Review by Miguel A. ReinaBlockedParent2022-02-04T13:22:28Z
"Rådebank" has been throughout the first two seasons a perfect portrait of the problems of young people in their twenties, those who have already dropped out of school and begin a difficult search for financial and sentimental stability in their maturity. With a first season more focused on heartbreak and loss of love, the second managed to take a stratospheric leap by addressing the drama of economic instability, and managed to catch a spectacular audience. The series ends at its best moment of social repercussion, achieving incredible figures of half a million viewers in the first two episodes of a third season that is also the last, and making the series one of the most successful in the history of NRK. But creator Lynn-Jeanette Kyed ends up building a sentimental drama that falls into the worst flaws of cheesy teen love stories. The objective, it is clear, is to offer a season of stability for the protagonists, after the first two that shook their lives.
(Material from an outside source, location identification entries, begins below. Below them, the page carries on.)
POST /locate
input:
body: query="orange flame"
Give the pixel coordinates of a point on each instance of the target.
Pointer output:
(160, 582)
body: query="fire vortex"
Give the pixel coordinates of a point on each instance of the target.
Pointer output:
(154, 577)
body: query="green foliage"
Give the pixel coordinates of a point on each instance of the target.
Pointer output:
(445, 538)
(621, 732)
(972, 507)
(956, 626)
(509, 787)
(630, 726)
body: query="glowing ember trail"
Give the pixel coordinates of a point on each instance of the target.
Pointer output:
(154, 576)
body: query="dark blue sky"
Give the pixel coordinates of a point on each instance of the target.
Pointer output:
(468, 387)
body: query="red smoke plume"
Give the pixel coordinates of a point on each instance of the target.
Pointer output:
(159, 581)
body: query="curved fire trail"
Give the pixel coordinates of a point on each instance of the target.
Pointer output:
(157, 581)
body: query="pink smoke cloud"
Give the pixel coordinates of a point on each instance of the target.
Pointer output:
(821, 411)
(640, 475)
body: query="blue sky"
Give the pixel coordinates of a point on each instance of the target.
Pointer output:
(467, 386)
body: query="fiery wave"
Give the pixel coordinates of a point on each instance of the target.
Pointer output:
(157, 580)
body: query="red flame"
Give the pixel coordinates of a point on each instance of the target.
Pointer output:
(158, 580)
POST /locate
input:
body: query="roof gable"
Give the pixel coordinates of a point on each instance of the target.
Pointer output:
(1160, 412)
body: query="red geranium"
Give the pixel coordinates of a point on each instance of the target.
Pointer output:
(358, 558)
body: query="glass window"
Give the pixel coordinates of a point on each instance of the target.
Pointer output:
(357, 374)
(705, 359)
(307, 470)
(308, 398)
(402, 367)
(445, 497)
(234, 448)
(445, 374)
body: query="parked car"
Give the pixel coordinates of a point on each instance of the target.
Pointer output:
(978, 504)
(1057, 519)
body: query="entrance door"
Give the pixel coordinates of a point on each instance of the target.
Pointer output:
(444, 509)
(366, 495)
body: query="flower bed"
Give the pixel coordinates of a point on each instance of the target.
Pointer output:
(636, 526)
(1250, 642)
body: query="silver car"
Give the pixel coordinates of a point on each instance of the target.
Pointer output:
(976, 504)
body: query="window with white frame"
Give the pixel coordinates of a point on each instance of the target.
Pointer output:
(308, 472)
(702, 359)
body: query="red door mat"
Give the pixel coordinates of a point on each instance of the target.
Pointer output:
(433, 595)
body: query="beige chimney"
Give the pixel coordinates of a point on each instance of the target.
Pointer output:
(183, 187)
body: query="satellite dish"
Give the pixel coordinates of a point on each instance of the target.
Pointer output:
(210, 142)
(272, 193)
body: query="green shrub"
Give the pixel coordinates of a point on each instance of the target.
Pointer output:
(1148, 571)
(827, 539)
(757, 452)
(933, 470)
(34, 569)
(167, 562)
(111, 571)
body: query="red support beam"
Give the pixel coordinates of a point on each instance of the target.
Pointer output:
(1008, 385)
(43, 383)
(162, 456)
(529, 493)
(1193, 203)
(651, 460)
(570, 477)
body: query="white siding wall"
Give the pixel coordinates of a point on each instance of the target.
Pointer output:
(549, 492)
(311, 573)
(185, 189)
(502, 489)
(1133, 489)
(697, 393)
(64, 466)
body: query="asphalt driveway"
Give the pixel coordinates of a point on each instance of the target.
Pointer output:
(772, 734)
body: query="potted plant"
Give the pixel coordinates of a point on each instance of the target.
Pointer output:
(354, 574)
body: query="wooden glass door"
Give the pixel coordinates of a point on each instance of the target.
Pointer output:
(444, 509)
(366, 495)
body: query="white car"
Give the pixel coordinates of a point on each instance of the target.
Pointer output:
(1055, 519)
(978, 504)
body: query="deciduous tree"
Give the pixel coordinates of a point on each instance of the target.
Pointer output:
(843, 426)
Glenn Tore (Odin Waage) is once again the main character, but the story focuses more on Hege Husby (Maja Christiansen), a character who had not shone too much in previous seasons and who in the second seemed anchored in the first stage of mourning: the negation. Now she assumes control through her romantic relationship and the beginning of her professional projection. The vicissitudes of the "rånere" culture that has developed in some small towns in Norway, which consists of a community focused mainly on using long hours of driving in their tuned cars as a hobby, are now in the background, reduced to a somewhat simple subplot about competition between two groups of "råneres" that doesn't really lead anywhere. The central story is the one starring Glenn and Hege, and although it is easy to predict what the end of the season will be, the writer leaves some stones in the way, such as the difficult coexistence of the professional development of the protagonist with her personal relationship, but only to stretch and capsize a more topical love story than a series like this deserved. The capacity for unpredictability and surprise that it gained from previous seasons is lost in backlit sex scenes and cheesy whimpers. There is still an empathy with the characters that has been achieved throughout the previous episodes, but the conclusion ends up being conservative and somewhat sexist. Something like that it is worth giving up a promising future to achieve emotional stability, as if both things could not be complementary. "Rådebank" has an accommodating ending that doesn't live up to the great series it had been to date.